Next Saturday is a historic Scottish political landmark, for it is a decade on from the signing of the Edinburgh Agreement. On 15 October 2012, four people sat in a room together representing two opposing tiers of the British state. Ratifying the deal for the UK Government coalition of 2010 was former UK Prime Minister David Cameron, accompanied by former Scottish Secretary Michael Moore. The Scottish Government representatives were the former First Minister of Scotland Alex Salmond and his deputy Nicola Sturgeon.
Yet, this week is also significant because on Wednesday, the Supreme Court will decide whether it is within the Scottish Parliament’s competence to legislate for an independence referendum. The Scottish National Party conference conveniently concludes in Aberdeen today, 24 hours before Supreme Court hearings begin, and there is no doubt Scotland’s current First Minister will use her conference speech as a rallying cry to the party faithful. As much as this will create a powerful optic to the five judges, the law still appears clear.
Now, bear with me through the boring part. The Edinburgh Agreement of 2012 enacted Section 30 of the Scotland Act 1998, which stated: “Her Majesty may by Order in Council make any modifications of Schedule 4 or 5.” Schedule 5 referred to reserved matters, including the right to hold a referendum. An amendment was made in the Scotland Act 2016, which states where there is a two-thirds majority in Holyrood on any “protected subject-matter”, including referenda, it must be escalated to “the Supreme Court for decision.”

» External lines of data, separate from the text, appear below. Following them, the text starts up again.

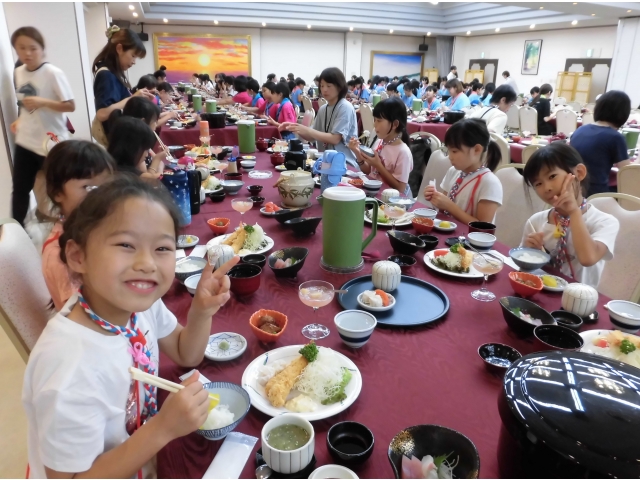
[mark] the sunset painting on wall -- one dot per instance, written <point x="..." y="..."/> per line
<point x="184" y="55"/>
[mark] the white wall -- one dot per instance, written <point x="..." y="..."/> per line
<point x="58" y="25"/>
<point x="557" y="46"/>
<point x="394" y="43"/>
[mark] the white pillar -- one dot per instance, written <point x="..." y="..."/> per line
<point x="624" y="66"/>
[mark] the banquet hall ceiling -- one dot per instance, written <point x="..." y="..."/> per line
<point x="405" y="18"/>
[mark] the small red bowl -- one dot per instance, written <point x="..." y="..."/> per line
<point x="422" y="225"/>
<point x="525" y="290"/>
<point x="218" y="229"/>
<point x="266" y="337"/>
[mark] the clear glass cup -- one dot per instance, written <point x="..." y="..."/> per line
<point x="316" y="294"/>
<point x="487" y="265"/>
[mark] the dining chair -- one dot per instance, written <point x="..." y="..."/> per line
<point x="437" y="167"/>
<point x="620" y="278"/>
<point x="528" y="118"/>
<point x="513" y="119"/>
<point x="519" y="202"/>
<point x="566" y="121"/>
<point x="587" y="118"/>
<point x="505" y="153"/>
<point x="629" y="183"/>
<point x="528" y="151"/>
<point x="366" y="115"/>
<point x="24" y="298"/>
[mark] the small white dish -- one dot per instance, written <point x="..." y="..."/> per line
<point x="436" y="225"/>
<point x="237" y="346"/>
<point x="481" y="239"/>
<point x="183" y="243"/>
<point x="392" y="303"/>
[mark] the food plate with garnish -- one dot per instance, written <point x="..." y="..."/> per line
<point x="245" y="240"/>
<point x="187" y="241"/>
<point x="444" y="225"/>
<point x="614" y="344"/>
<point x="225" y="346"/>
<point x="551" y="283"/>
<point x="455" y="262"/>
<point x="322" y="387"/>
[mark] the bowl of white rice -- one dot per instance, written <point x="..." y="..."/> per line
<point x="227" y="415"/>
<point x="529" y="259"/>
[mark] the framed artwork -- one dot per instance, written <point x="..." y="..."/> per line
<point x="184" y="55"/>
<point x="399" y="64"/>
<point x="531" y="57"/>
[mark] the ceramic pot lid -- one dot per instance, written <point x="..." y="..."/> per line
<point x="585" y="407"/>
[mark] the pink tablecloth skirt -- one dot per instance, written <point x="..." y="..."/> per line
<point x="219" y="136"/>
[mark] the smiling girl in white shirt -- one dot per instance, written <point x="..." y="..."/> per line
<point x="86" y="418"/>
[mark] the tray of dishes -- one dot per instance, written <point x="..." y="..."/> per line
<point x="416" y="302"/>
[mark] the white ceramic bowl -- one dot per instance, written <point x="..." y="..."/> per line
<point x="192" y="283"/>
<point x="333" y="471"/>
<point x="355" y="327"/>
<point x="292" y="461"/>
<point x="425" y="213"/>
<point x="624" y="315"/>
<point x="482" y="240"/>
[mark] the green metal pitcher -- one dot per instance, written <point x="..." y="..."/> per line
<point x="343" y="227"/>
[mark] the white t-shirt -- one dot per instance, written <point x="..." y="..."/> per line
<point x="489" y="189"/>
<point x="495" y="118"/>
<point x="601" y="226"/>
<point x="76" y="389"/>
<point x="48" y="82"/>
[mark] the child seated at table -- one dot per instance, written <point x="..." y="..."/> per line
<point x="578" y="236"/>
<point x="392" y="161"/>
<point x="130" y="143"/>
<point x="72" y="169"/>
<point x="285" y="112"/>
<point x="469" y="192"/>
<point x="85" y="415"/>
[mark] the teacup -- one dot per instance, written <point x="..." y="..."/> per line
<point x="291" y="461"/>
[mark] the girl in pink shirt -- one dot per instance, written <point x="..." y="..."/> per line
<point x="285" y="111"/>
<point x="392" y="161"/>
<point x="72" y="169"/>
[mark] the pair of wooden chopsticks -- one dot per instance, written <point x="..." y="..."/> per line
<point x="161" y="383"/>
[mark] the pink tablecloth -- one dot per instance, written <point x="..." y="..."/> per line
<point x="219" y="136"/>
<point x="438" y="129"/>
<point x="428" y="374"/>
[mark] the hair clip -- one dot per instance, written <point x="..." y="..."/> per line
<point x="111" y="30"/>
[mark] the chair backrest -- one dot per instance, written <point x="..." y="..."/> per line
<point x="621" y="276"/>
<point x="24" y="297"/>
<point x="528" y="151"/>
<point x="566" y="121"/>
<point x="513" y="119"/>
<point x="306" y="102"/>
<point x="517" y="206"/>
<point x="529" y="120"/>
<point x="504" y="148"/>
<point x="366" y="115"/>
<point x="629" y="183"/>
<point x="587" y="118"/>
<point x="437" y="167"/>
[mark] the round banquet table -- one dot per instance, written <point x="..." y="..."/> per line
<point x="219" y="136"/>
<point x="429" y="374"/>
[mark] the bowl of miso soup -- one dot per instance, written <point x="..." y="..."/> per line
<point x="288" y="443"/>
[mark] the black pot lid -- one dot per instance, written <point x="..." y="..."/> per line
<point x="585" y="407"/>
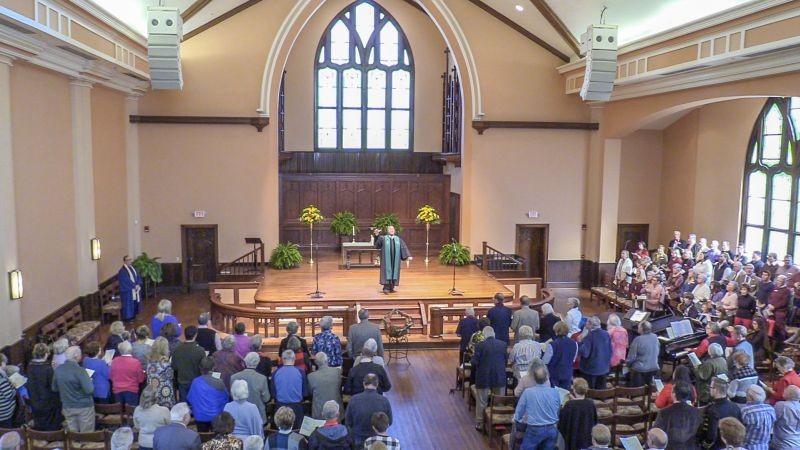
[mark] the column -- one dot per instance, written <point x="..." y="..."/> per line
<point x="83" y="174"/>
<point x="132" y="177"/>
<point x="10" y="319"/>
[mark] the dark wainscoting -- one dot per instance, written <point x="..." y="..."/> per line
<point x="564" y="273"/>
<point x="360" y="162"/>
<point x="365" y="195"/>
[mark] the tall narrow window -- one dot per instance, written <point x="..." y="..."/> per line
<point x="364" y="78"/>
<point x="771" y="194"/>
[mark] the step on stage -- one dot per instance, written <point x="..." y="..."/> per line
<point x="422" y="298"/>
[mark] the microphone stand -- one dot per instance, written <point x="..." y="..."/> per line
<point x="316" y="293"/>
<point x="453" y="290"/>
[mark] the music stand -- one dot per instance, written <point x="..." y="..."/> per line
<point x="316" y="293"/>
<point x="256" y="242"/>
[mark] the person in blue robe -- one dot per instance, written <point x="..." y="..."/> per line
<point x="130" y="289"/>
<point x="393" y="250"/>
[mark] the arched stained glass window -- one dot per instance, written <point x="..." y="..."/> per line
<point x="771" y="194"/>
<point x="364" y="78"/>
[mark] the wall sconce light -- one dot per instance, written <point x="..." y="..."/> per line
<point x="95" y="245"/>
<point x="15" y="284"/>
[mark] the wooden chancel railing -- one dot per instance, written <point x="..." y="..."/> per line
<point x="230" y="305"/>
<point x="245" y="267"/>
<point x="495" y="261"/>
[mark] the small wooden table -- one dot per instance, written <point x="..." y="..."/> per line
<point x="360" y="248"/>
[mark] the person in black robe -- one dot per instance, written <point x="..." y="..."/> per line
<point x="393" y="250"/>
<point x="577" y="417"/>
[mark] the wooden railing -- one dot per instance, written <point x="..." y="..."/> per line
<point x="270" y="323"/>
<point x="493" y="260"/>
<point x="248" y="265"/>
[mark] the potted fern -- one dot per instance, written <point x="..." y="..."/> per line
<point x="344" y="223"/>
<point x="454" y="253"/>
<point x="382" y="222"/>
<point x="285" y="256"/>
<point x="309" y="216"/>
<point x="150" y="271"/>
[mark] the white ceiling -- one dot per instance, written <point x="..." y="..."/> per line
<point x="134" y="12"/>
<point x="637" y="19"/>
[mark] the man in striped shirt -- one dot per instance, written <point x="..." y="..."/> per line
<point x="758" y="418"/>
<point x="8" y="397"/>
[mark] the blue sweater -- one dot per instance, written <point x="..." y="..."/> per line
<point x="560" y="365"/>
<point x="595" y="352"/>
<point x="500" y="317"/>
<point x="208" y="397"/>
<point x="100" y="377"/>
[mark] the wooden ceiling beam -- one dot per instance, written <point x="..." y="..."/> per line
<point x="193" y="9"/>
<point x="520" y="29"/>
<point x="220" y="19"/>
<point x="558" y="24"/>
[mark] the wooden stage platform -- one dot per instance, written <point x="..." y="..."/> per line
<point x="418" y="282"/>
<point x="267" y="305"/>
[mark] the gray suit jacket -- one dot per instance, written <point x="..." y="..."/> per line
<point x="325" y="384"/>
<point x="258" y="388"/>
<point x="359" y="333"/>
<point x="176" y="436"/>
<point x="524" y="316"/>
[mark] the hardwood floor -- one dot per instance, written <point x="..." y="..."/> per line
<point x="426" y="416"/>
<point x="418" y="281"/>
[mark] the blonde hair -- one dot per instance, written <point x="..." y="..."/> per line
<point x="117" y="328"/>
<point x="160" y="350"/>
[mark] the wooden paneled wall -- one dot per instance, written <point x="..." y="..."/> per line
<point x="365" y="195"/>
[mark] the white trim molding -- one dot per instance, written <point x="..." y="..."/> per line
<point x="718" y="57"/>
<point x="47" y="47"/>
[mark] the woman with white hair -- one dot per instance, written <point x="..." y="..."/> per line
<point x="524" y="352"/>
<point x="328" y="342"/>
<point x="59" y="347"/>
<point x="117" y="331"/>
<point x="148" y="416"/>
<point x="619" y="340"/>
<point x="246" y="416"/>
<point x="126" y="375"/>
<point x="163" y="317"/>
<point x="122" y="439"/>
<point x="223" y="425"/>
<point x="332" y="434"/>
<point x="713" y="366"/>
<point x="160" y="373"/>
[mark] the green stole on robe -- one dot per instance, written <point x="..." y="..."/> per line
<point x="391" y="267"/>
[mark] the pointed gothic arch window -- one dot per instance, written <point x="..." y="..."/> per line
<point x="364" y="83"/>
<point x="771" y="190"/>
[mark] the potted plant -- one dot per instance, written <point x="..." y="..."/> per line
<point x="311" y="215"/>
<point x="428" y="215"/>
<point x="382" y="222"/>
<point x="150" y="271"/>
<point x="285" y="256"/>
<point x="344" y="223"/>
<point x="454" y="253"/>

Essentially the big question this week boils down to: “Who decides whether Scotland can or cannot have a referendum?” The answer, according to law, appears to be Westminster but Nicola Sturgeon questioned the democratic legitimacy of such an arrangement in dialogue with Laura Kuenssberg on Sunday. Even if there is currently no legislative lever, with eight consecutive victories at all tiers of governance in Scotland in almost eight years of her leadership, it is hard to argue against Ms Sturgeon’s democratic mandate.
However, Liz Truss used her first conference speech to Conservative members last week to redraw her position on Scottish independence. She pledged to “face down the separatists who threaten to pull apart our precious union”. She has, however, refused to be drawn concerning how she will respond if Supreme Court judges favour arguments presented by the SNP. In August, the Conservative Lord Frost stated his view that three-quarters of MSPs should support independence before a new referendum is allowed. Bottom of Form
The 19 September was a typically dreich and grey autumnal Scottish day. Having spent the wee hours with a large group of fellow independence-supporters, I awoke around noon still disappointed but also submissive to the will of my fellow compatriots. Despite having engaged in conversations, participated in debates and knocked many doors, I accepted I did not convince enough of my fellow citizens concerning the coherence of my position. Bottom line – I lost and I hastened to the view that independence should be off the table for at least a decade.
Redrawing democratic boundary lines on independence, as Lord Frost has proposed, is not a new tactic but it differs from the confidence which oozed from David Cameron when only 28% of Scots favoured independence as the Edinburgh Agreement was signed. As support for independence grew in 2014 and has sustained itself, this confidence turned to concern and has curdled into contempt to such an extent where the one group to which a right to self-determination does not belong, and from whom is withheld, is the Scottish people.
At this political juncture ten years on, it should neither be the Supreme Court nor the UK Government who decide. With one voice, political leaders should declare, in the words of our revered sixteenth-century Scottish Reformer George Buchanan, “that all political authority ultimately belongs to the people.”